Viveva nel comune di Segrate, in provincia di Milano, in un piccolo appartamento a pian terreno con cucina abitabile, un salotto non molto grande e un soppalco che fungeva da camera da letto.
La sala sembrava ancora più piccola a causa dei numerosi libri poggiati un po’ ovunque, pile e pile di volumi ammassati contro le pareti o stipati sui pochi mobili che arredavano l’ambiente.
Nathan aveva sempre adorato leggere.
I libri erano la sua unica porta d’accesso a una vita diversa, a una realtà che non fosse solo nascondersi e cercare di mantenersi invisibile.
C’è qualcosa che non va.
Il ragazzo osservò con attenzione l’ambiente. Trattenne il respiro, ascoltando il silenzio attorno a lui e cercando con lo sguardo qualsiasi dettaglio che potesse fargli capire cosa ci fosse di strano. È entrato qualcuno. La certezza di Bibi era assoluta e terrificante.
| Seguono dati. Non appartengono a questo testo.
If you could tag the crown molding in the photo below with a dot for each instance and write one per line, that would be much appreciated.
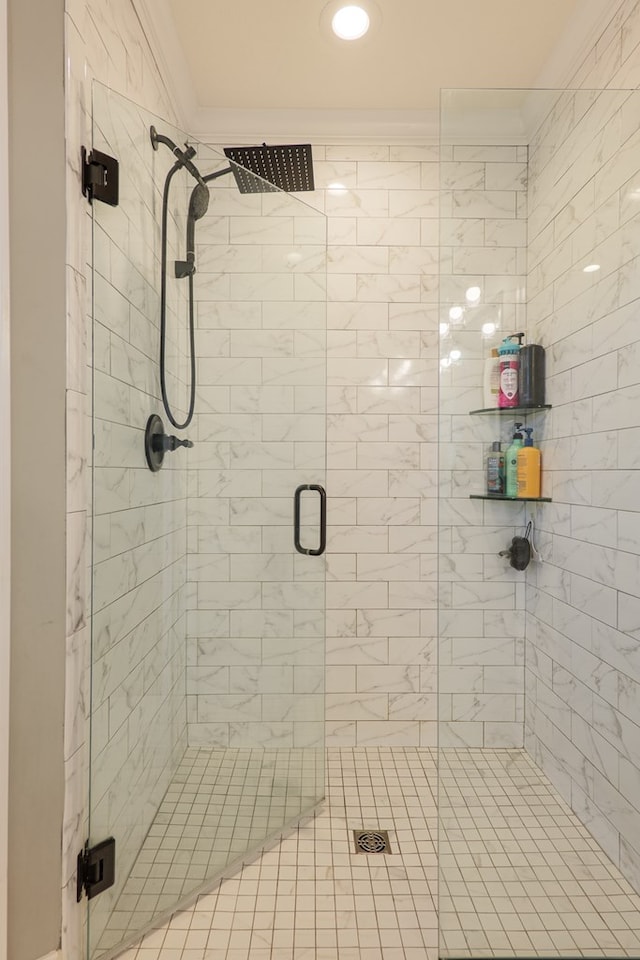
(225, 125)
(229, 125)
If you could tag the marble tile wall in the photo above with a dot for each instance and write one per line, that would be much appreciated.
(483, 237)
(138, 667)
(381, 205)
(138, 707)
(583, 603)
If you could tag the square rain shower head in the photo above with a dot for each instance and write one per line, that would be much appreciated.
(288, 167)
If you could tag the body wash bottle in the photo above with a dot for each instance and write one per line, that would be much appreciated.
(511, 463)
(528, 468)
(495, 470)
(491, 382)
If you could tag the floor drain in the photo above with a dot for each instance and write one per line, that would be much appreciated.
(372, 841)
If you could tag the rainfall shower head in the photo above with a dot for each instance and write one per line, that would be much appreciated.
(288, 167)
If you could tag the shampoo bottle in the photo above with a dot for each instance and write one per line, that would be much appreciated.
(528, 468)
(491, 381)
(509, 351)
(511, 463)
(495, 470)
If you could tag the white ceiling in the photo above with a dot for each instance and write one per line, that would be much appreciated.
(232, 64)
(273, 54)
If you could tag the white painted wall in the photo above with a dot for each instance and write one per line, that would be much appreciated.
(5, 464)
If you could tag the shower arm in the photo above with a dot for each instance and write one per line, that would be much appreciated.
(183, 156)
(218, 173)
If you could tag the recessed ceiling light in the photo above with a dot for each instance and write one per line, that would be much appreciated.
(350, 22)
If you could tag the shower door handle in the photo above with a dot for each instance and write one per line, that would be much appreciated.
(323, 519)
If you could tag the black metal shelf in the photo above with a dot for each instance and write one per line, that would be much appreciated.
(509, 411)
(501, 496)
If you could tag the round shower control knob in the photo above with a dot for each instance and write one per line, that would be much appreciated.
(157, 442)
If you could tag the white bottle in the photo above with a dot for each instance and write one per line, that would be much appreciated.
(491, 380)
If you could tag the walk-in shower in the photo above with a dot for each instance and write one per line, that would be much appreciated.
(207, 659)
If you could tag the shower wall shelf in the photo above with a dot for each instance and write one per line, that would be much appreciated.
(502, 496)
(509, 411)
(502, 412)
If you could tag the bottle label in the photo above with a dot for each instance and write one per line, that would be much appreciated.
(495, 474)
(509, 382)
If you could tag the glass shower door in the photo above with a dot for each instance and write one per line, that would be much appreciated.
(207, 659)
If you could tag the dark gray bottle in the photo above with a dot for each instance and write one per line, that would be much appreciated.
(532, 391)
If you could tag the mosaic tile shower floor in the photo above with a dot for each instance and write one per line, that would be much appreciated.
(520, 875)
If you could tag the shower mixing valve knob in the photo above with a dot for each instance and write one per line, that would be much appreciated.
(157, 443)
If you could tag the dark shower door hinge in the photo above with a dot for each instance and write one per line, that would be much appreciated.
(100, 177)
(96, 868)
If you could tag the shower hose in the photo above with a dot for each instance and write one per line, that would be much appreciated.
(163, 317)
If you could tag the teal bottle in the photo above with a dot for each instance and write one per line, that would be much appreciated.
(511, 463)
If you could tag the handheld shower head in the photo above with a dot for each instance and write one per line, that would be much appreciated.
(199, 201)
(198, 206)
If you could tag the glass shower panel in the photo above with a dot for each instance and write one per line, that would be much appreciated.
(539, 821)
(207, 719)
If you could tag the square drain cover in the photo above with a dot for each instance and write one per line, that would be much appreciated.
(372, 841)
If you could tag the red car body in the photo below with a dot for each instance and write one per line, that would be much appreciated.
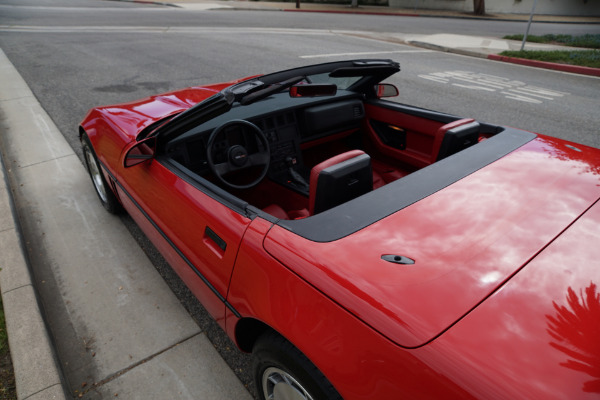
(501, 301)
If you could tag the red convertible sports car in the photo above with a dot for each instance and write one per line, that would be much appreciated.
(362, 248)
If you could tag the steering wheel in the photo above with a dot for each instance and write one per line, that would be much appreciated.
(238, 157)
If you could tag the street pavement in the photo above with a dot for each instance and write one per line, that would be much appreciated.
(127, 326)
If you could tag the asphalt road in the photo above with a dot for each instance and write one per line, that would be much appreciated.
(82, 53)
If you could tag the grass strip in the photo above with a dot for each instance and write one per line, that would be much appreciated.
(590, 41)
(583, 58)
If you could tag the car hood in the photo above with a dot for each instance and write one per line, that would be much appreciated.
(467, 240)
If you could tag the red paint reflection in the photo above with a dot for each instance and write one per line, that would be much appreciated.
(576, 331)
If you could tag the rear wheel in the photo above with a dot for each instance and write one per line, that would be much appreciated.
(282, 372)
(105, 194)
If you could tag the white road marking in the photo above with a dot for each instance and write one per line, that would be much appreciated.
(365, 53)
(511, 89)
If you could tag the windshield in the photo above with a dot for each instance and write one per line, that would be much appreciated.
(341, 83)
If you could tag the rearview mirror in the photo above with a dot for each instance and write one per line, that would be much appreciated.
(140, 152)
(386, 90)
(313, 90)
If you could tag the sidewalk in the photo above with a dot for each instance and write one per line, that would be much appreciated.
(483, 47)
(120, 330)
(122, 324)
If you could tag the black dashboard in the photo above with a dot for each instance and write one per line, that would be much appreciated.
(286, 122)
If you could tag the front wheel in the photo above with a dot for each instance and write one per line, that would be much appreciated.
(282, 372)
(105, 194)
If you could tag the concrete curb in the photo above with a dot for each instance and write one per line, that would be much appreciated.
(421, 15)
(37, 372)
(118, 329)
(575, 69)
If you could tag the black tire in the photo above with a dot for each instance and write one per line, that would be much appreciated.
(281, 371)
(103, 190)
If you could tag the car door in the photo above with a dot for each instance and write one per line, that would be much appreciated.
(197, 233)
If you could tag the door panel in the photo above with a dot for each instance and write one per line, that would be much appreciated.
(198, 235)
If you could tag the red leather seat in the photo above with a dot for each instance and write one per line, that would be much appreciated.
(333, 182)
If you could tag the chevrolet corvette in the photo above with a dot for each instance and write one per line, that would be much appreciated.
(362, 248)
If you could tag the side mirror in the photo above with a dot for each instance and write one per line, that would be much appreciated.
(313, 90)
(140, 152)
(386, 90)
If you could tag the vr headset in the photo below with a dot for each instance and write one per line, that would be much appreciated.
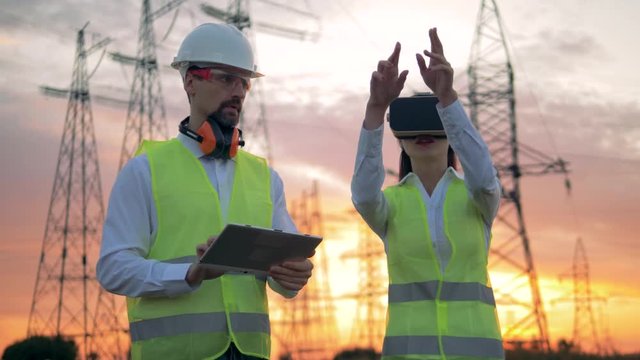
(416, 115)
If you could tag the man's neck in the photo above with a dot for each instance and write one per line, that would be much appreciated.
(196, 120)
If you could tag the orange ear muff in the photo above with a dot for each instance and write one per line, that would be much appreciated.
(235, 141)
(208, 143)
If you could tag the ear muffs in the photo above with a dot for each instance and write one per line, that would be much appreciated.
(219, 142)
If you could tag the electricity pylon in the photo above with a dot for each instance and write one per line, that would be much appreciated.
(237, 13)
(146, 113)
(67, 299)
(589, 334)
(584, 324)
(369, 323)
(493, 111)
(306, 326)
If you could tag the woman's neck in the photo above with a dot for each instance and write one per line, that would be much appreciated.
(429, 171)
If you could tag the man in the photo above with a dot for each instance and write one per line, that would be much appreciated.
(178, 194)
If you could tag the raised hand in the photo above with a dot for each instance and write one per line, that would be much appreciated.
(439, 75)
(386, 84)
Chi poteva essere stato? Ladri? No… se fossero stati dei ladri avrebbe trovato la porta o una delle finestre rotte.
Inoltre, il televisore, l’unica cosa di valore da rubare, era ancora lì assieme al piccolo lettore blu-ray sotto di esso.
No, non era vero. Non c’era niente di strano in quella stanza e nessuno era entrato in casa sua.
– Dobbiamo piantarla. Stiamo diventando paranoici.
Nat ti ho detto che c’è stato qualcuno.
Invece di ascoltarla, lui si richiuse la porta di casa alle spalle, sbattendola con forza – E io ti ho detto di piantarla.
Di pessimo umore e senza voglia di mettersi a cucinare, ordinò una pizza poi si buttò sul divano e chiuse gli occhi. Fece dei respiri lunghi e profondi, massaggiandosi le tempie mentre il sonno e la stanchezza piano prendevano il sopravvento.